Na prática, o princípio de uma ação um voto significaria que as empresas que negociem apenas ações da classe ON (ordinárias, que dão direito a voto) exibem padrão mais elevado de governança. A Abrasca não concorda e a questão voltou, inclusive, a ser discutida em mercados desenvolvidos onde já era aplicado. A Bolsa de Nova York, a primeira a exigir a negociação apenas de ações com direito de voto, já permite a negociação de ouras classes de ações.

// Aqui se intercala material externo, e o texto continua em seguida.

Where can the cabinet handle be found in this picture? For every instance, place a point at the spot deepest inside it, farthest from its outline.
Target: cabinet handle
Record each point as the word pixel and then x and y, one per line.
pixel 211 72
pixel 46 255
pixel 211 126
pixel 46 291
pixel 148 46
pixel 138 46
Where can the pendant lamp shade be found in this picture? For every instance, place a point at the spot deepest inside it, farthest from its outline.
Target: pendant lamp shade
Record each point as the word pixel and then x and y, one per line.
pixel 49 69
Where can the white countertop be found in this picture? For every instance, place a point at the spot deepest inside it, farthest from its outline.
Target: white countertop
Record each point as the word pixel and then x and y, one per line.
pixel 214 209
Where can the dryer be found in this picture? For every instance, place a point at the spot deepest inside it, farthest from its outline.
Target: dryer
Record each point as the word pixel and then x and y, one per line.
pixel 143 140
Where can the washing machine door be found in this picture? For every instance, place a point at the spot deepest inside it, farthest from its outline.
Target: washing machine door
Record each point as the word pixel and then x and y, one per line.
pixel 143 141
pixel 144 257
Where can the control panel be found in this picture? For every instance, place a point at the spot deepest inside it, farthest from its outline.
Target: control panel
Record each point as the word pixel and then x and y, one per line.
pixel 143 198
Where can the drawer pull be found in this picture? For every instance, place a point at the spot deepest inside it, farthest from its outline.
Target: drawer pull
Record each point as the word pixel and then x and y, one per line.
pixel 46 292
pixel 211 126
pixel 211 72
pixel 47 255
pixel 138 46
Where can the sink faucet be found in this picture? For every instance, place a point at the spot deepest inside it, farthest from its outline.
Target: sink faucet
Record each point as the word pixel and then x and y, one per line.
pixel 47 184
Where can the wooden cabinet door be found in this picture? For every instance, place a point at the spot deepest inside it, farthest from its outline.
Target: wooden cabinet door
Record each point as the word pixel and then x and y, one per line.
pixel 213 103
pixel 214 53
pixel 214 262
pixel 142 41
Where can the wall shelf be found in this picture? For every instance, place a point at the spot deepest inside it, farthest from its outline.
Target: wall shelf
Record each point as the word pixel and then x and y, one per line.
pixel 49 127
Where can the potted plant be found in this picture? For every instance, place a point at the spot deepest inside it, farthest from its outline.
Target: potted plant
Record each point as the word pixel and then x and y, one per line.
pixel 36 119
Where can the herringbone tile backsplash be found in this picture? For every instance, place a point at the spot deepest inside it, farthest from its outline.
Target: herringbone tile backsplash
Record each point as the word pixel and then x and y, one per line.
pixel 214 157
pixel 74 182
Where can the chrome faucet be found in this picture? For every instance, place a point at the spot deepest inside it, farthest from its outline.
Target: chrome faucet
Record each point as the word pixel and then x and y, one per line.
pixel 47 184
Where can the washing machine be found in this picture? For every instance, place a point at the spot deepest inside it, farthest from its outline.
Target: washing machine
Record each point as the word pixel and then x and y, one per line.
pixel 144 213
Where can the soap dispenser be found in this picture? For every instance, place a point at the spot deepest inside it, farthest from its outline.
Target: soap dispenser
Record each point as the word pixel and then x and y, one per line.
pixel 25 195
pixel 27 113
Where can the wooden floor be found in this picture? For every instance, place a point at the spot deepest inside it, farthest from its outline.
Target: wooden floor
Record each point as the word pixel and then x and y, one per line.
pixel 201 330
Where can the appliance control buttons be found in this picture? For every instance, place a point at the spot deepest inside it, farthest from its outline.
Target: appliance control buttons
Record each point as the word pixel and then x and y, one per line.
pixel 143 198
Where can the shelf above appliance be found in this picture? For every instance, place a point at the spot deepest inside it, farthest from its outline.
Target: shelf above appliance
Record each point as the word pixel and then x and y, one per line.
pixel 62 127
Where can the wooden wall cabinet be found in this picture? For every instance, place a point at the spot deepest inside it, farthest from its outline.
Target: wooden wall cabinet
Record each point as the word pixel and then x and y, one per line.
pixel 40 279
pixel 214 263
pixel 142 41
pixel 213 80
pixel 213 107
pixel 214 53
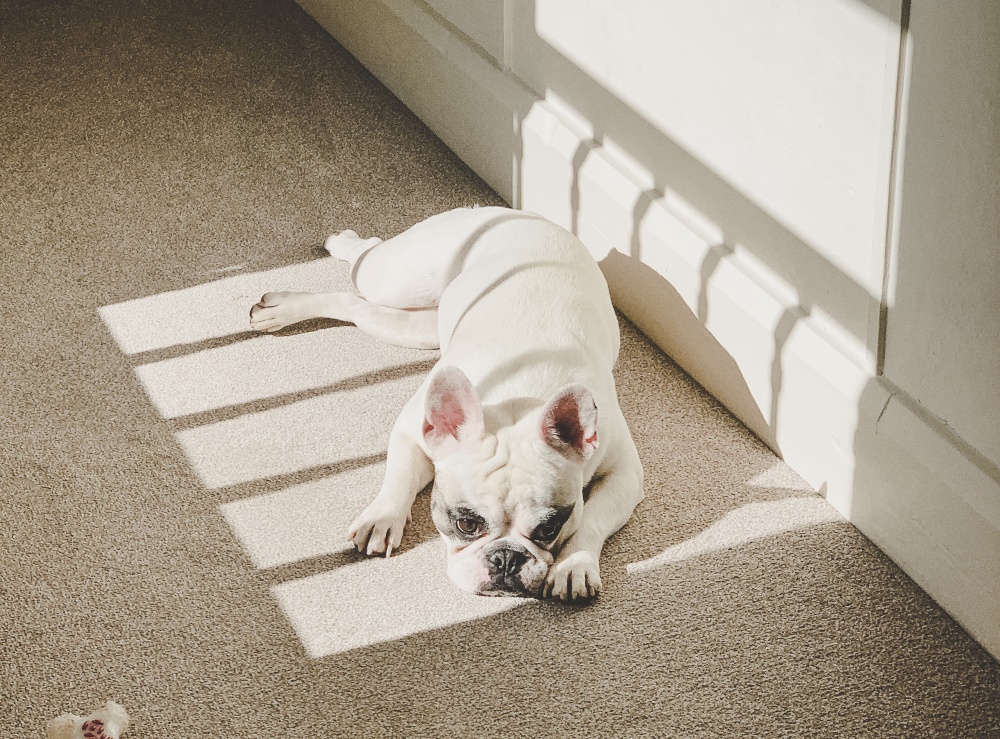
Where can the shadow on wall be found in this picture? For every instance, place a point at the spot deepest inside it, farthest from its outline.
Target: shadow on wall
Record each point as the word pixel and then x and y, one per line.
pixel 737 227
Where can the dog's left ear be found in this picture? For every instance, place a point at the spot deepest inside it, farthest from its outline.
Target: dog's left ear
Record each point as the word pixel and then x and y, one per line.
pixel 569 422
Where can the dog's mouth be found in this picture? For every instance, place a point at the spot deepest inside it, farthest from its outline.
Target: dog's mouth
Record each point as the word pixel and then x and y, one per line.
pixel 509 589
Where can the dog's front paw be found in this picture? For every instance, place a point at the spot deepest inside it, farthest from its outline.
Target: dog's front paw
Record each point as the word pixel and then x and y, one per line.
pixel 379 528
pixel 577 577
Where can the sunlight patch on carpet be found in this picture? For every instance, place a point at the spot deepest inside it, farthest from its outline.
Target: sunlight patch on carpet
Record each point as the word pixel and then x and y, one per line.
pixel 750 523
pixel 272 410
pixel 302 521
pixel 381 600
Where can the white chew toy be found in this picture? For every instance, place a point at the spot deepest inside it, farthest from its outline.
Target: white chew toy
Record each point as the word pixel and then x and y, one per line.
pixel 108 722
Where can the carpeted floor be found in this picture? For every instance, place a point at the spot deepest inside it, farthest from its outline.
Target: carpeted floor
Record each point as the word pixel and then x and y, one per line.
pixel 174 491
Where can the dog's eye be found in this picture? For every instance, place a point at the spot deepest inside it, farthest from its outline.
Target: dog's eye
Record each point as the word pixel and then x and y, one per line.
pixel 468 526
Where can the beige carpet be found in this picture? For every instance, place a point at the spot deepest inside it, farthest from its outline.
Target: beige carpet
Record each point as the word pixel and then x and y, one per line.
pixel 174 491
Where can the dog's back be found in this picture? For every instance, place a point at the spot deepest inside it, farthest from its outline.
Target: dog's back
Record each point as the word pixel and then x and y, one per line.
pixel 528 311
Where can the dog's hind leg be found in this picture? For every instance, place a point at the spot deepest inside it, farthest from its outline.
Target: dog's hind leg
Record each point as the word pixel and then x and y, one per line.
pixel 410 328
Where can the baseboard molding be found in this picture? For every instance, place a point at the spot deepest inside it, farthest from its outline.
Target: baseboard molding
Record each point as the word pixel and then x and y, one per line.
pixel 795 379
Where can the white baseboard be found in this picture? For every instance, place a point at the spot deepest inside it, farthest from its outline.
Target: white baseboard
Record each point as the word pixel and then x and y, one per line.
pixel 793 378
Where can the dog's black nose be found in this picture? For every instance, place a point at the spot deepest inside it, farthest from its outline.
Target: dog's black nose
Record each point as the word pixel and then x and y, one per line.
pixel 505 562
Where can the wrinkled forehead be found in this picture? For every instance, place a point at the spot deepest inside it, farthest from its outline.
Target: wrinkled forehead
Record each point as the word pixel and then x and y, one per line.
pixel 508 494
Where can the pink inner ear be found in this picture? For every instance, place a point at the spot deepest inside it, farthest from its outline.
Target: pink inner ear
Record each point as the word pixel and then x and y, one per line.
pixel 447 420
pixel 570 422
pixel 452 409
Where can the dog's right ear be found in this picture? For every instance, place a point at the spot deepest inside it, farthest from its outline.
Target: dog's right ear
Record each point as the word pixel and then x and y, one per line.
pixel 453 414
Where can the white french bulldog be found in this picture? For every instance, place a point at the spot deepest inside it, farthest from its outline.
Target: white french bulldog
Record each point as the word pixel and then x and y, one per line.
pixel 518 425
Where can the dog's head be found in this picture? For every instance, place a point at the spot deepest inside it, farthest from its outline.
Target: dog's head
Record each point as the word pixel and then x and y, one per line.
pixel 506 500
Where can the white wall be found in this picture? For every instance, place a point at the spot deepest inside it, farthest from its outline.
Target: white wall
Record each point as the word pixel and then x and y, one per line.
pixel 731 163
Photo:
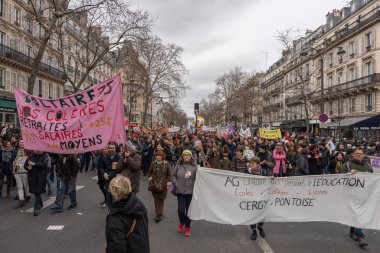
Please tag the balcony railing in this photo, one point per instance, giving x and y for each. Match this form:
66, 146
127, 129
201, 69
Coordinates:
29, 61
357, 83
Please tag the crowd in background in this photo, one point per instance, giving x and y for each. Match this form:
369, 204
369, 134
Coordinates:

Segundo Castro, as relações com investidores têm mostrado que eles não tem preconceito contra ações preferenciais (que não dão direito de voto). Por isso, acabar com esta classe de ações não faz sentido; o investidor prefere liquidez e na bolsa brasileira as preferenciais são as ações que têm a maior liquidez, observa.

Para Schneider, o princípio uma ação um voto não deve constar do código unificado, porque pode acarretar um engessamento. O investidor não é obrigado a comprar ação e cabe a ele escolher se votar é muito importante. “Posso gostar de uma empresa, do setor e porque não investir nela se ela tiver um histórico interessante, se me dá a informação que preciso”.

Conforme o auditor da Deloitte, a questão sobre se o direito de voto deva ser proporcional ao investimento voltou a ser discutida no mundo inteiro. Mescher observa que a estrutura de capital não pode ser simplificada e deve depender da motivação dos investidores que também são válidas e podem ser diferentes de uma ação um voto. Na França, por exemplo, os votos de investidores de longo prazo podem ter mais peso que sua proporcionalidade no capital.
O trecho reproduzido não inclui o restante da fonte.